Murdoch avait parlé de ses macabres découvertes au colonel, sans toutefois mentionner Soo Constantine. Il ne pouvait s’expliquer cette réticence mais, instinctivement, il savait que c’était préférable ainsi. Soo était le fruit de ses investigations. Elle lui appartenait.
— Rien que leurs… leurs…
— Leurs peaux, oui, mon colonel.
— Affreux.
Murdoch, la bouche pleine, acquiesça de la tête.
— Et qu’est-il arrivé à leurs corps, à votre avis, monsieur Murdoch ?
— Je crois que…
Il tenait l’explication de Soo. Mieux valait se montrer prudent.
— Il est possible qu’ils se soient simplement… volatilisés. Qu’ils aient disparu de l’intérieur. N’avez-vous pas ressenti ça, avec Contact, mon colonel ? Qu’il était possible d’abandonner votre corps ?
— Je n’ai jamais pensé… pas comme un lézard abandonne sa peau, non. Je n’aurais certainement jamais imaginé quelque chose d’aussi répugnant.

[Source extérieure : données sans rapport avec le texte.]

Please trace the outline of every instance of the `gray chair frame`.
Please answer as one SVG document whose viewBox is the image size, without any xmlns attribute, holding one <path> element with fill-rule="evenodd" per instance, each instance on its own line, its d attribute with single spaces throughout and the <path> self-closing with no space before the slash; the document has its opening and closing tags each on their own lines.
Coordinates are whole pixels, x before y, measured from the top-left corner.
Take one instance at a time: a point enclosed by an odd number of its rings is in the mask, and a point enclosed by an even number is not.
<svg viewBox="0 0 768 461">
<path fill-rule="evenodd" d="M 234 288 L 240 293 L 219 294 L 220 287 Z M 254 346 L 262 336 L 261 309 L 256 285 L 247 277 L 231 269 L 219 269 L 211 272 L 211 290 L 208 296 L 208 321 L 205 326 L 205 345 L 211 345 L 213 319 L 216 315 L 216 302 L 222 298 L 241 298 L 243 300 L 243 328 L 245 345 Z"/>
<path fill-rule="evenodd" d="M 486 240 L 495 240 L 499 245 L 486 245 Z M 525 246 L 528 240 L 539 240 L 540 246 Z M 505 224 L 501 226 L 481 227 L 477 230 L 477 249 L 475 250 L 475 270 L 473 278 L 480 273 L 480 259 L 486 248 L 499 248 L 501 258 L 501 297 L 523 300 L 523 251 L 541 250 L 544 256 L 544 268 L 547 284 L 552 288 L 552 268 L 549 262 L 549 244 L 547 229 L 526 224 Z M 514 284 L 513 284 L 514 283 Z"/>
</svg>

Le colonel avala sans grand enthousiasme une bouchée de son corned-beef.
— Et le Serveur ?
— Il est pratiquement comme neuf.
— Je préférerais ne pas m’attarder dans cette ville, monsieur Murdoch.
— Le temps, mon colonel…
— Vous n’avez jamais eu peur de la pluie avant d’arriver à Loftus.
— C’est une pluie froide, drue. Certaines de ces routes de montagne pourraient être inondées.